On micro magazines

An article, posted more than 14 years ago filed in curation, experience, information, ipad, magazine, trust & web.

Yesterday, Seth Godin was making an argument for micro magazines, which he defines as digital (e.g. PDF), subscriber based (e.g. RSS or email), focussed, community and ad supported containers of well written pieces. 

The concept of magazine seems to revive electronically. With the launch of the iPad many publishers are rushing out electronic, slightly more interactive, equivalents of their paper based media. I don’t really mind they are doing it, it saves paper and distribution costs.
But I am not excited either.

The main reason that I am not excited about the electronic (micro) magazines is because of the difficulty of ‘sharing’ in the non web formats they use. Sharing an article from an iPad app, or from a PDF, is harder than just bookmarking it, or sending the link to a friend. Or starting a discussion around a linked article. There is no uniform interface.

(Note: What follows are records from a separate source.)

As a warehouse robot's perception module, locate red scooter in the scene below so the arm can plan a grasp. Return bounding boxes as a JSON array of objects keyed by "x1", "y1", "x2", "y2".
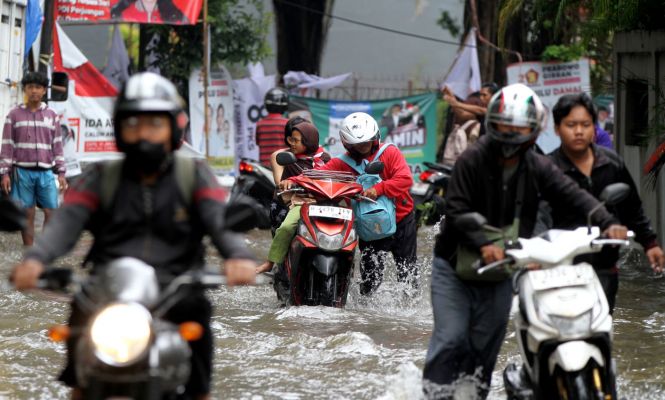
[{"x1": 274, "y1": 152, "x2": 383, "y2": 308}]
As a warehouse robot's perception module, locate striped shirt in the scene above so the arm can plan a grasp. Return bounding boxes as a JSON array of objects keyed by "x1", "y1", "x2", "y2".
[
  {"x1": 256, "y1": 113, "x2": 289, "y2": 167},
  {"x1": 0, "y1": 103, "x2": 65, "y2": 176}
]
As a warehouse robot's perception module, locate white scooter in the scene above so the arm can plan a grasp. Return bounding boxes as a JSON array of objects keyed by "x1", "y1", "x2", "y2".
[{"x1": 457, "y1": 184, "x2": 632, "y2": 400}]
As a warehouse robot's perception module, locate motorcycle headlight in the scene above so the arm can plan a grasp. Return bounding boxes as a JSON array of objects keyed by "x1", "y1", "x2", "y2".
[
  {"x1": 316, "y1": 232, "x2": 344, "y2": 250},
  {"x1": 90, "y1": 303, "x2": 152, "y2": 366},
  {"x1": 549, "y1": 310, "x2": 591, "y2": 337}
]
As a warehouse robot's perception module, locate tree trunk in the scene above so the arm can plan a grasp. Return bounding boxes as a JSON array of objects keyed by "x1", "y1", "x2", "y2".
[{"x1": 273, "y1": 0, "x2": 334, "y2": 76}]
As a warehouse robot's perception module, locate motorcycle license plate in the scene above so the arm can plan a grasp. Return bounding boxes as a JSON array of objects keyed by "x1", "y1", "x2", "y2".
[
  {"x1": 309, "y1": 206, "x2": 353, "y2": 221},
  {"x1": 411, "y1": 182, "x2": 429, "y2": 196},
  {"x1": 528, "y1": 265, "x2": 596, "y2": 290}
]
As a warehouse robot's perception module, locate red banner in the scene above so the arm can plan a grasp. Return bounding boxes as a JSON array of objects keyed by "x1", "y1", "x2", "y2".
[{"x1": 56, "y1": 0, "x2": 203, "y2": 25}]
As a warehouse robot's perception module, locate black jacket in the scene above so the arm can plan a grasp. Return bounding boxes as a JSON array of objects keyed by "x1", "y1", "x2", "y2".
[
  {"x1": 549, "y1": 144, "x2": 658, "y2": 269},
  {"x1": 434, "y1": 135, "x2": 617, "y2": 266},
  {"x1": 26, "y1": 156, "x2": 254, "y2": 276}
]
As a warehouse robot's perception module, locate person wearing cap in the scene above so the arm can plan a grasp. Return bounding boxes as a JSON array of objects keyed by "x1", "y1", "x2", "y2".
[{"x1": 0, "y1": 72, "x2": 67, "y2": 246}]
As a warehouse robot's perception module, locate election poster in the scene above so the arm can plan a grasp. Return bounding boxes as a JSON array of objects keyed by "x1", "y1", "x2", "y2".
[
  {"x1": 185, "y1": 65, "x2": 235, "y2": 172},
  {"x1": 289, "y1": 93, "x2": 439, "y2": 174},
  {"x1": 507, "y1": 58, "x2": 591, "y2": 153},
  {"x1": 55, "y1": 0, "x2": 203, "y2": 25}
]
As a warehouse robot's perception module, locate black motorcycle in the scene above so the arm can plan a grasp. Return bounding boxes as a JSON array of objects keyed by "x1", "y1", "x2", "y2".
[
  {"x1": 411, "y1": 162, "x2": 453, "y2": 228},
  {"x1": 230, "y1": 158, "x2": 275, "y2": 229}
]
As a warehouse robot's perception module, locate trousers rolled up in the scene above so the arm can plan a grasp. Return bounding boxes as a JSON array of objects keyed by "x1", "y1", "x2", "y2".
[
  {"x1": 423, "y1": 257, "x2": 513, "y2": 399},
  {"x1": 360, "y1": 211, "x2": 419, "y2": 295}
]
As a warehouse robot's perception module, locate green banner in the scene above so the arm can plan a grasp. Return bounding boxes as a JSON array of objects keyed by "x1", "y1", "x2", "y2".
[{"x1": 289, "y1": 93, "x2": 439, "y2": 174}]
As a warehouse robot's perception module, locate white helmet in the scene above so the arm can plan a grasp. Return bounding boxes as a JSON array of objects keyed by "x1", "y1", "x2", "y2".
[{"x1": 339, "y1": 112, "x2": 379, "y2": 147}]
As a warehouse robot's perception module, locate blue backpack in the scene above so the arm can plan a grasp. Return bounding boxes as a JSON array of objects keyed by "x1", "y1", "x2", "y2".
[{"x1": 339, "y1": 143, "x2": 397, "y2": 242}]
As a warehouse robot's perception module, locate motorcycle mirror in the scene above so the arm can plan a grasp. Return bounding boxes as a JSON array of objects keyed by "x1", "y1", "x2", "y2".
[
  {"x1": 455, "y1": 212, "x2": 487, "y2": 232},
  {"x1": 365, "y1": 161, "x2": 384, "y2": 175},
  {"x1": 225, "y1": 193, "x2": 270, "y2": 232},
  {"x1": 0, "y1": 196, "x2": 26, "y2": 232},
  {"x1": 587, "y1": 182, "x2": 630, "y2": 233},
  {"x1": 599, "y1": 182, "x2": 630, "y2": 205},
  {"x1": 51, "y1": 72, "x2": 69, "y2": 101},
  {"x1": 276, "y1": 151, "x2": 298, "y2": 165}
]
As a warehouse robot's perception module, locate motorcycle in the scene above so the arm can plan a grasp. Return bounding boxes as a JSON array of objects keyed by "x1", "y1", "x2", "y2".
[
  {"x1": 274, "y1": 152, "x2": 383, "y2": 308},
  {"x1": 230, "y1": 158, "x2": 275, "y2": 229},
  {"x1": 32, "y1": 196, "x2": 258, "y2": 400},
  {"x1": 410, "y1": 162, "x2": 453, "y2": 228},
  {"x1": 457, "y1": 183, "x2": 632, "y2": 400}
]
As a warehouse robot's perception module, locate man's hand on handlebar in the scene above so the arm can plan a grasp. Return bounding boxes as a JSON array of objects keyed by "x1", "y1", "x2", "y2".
[
  {"x1": 603, "y1": 224, "x2": 628, "y2": 240},
  {"x1": 480, "y1": 244, "x2": 506, "y2": 265},
  {"x1": 9, "y1": 260, "x2": 44, "y2": 290}
]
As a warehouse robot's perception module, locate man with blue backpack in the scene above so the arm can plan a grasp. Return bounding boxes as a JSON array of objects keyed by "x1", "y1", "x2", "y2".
[{"x1": 283, "y1": 112, "x2": 418, "y2": 295}]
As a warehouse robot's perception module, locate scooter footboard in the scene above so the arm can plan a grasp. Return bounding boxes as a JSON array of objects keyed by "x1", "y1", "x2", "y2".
[{"x1": 548, "y1": 340, "x2": 605, "y2": 375}]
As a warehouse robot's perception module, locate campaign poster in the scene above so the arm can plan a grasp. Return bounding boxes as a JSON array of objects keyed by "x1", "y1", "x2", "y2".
[
  {"x1": 233, "y1": 75, "x2": 275, "y2": 161},
  {"x1": 55, "y1": 0, "x2": 203, "y2": 25},
  {"x1": 185, "y1": 65, "x2": 235, "y2": 172},
  {"x1": 289, "y1": 93, "x2": 439, "y2": 174},
  {"x1": 507, "y1": 58, "x2": 591, "y2": 153}
]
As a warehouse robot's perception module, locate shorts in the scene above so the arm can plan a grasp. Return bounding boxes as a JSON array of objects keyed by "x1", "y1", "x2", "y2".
[{"x1": 10, "y1": 167, "x2": 58, "y2": 209}]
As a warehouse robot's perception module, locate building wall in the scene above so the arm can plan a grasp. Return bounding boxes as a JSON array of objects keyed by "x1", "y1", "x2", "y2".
[{"x1": 614, "y1": 31, "x2": 665, "y2": 243}]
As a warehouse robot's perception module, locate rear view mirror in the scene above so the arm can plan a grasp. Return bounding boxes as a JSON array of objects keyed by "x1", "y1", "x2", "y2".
[
  {"x1": 600, "y1": 182, "x2": 630, "y2": 205},
  {"x1": 276, "y1": 151, "x2": 298, "y2": 165},
  {"x1": 455, "y1": 212, "x2": 487, "y2": 232},
  {"x1": 365, "y1": 161, "x2": 384, "y2": 175},
  {"x1": 51, "y1": 72, "x2": 69, "y2": 101}
]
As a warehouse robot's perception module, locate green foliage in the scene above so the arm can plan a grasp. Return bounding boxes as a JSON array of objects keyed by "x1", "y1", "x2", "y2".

Yes, there is hardly an end to all the content that is published online. But I don’t see how an anarchy of micro magazines will be able to change that. It just an anarchy of magazines against an anarchy of articles/blog posts.
So what is really different when (micro) magazines and blogs are compared? Well, I assume having an editor. I suspect that the main difference between a ‘blog’ and a magazine is that a blog is direct communication between writer and reader, whereas a magazine is revised by one or more editors. So yes, this might entail slightly less content, as not all content will be published. But who cares if there are just 1 million articles being published every day, instead of say 2 million?

Yes, we need more editors in the online world that curate all that is quality content. But we don’t need the stiff format of paper based magazines with ‘pages’. The web brought us the ability to link directly to articles, instead of containers of articles which magazines and books essentially are. The ability to link directly to an article also allows for having discussions around a certain topic closely tied to the original article. Additionally, we should not forget that the web is a publishing platform in itself. The view that a magazine is the platform that allows writers to publish their work is too limiting.

My future magazine will have personally selected (groups of) curators and editors, who select from sources I selected myself (or just all the sources those curators curate)… every now and then allowing recommendations from trusted sources. And even though I am not sure whether there needs to be an end to all the content that I can read in that magazine… its quality should indeed surpass the average quality found nowadays in simple feed aggregators that filter content just based on popularity. There is a need for more focussed, higher quality content. But ‘pages’ based magazines are not the answer.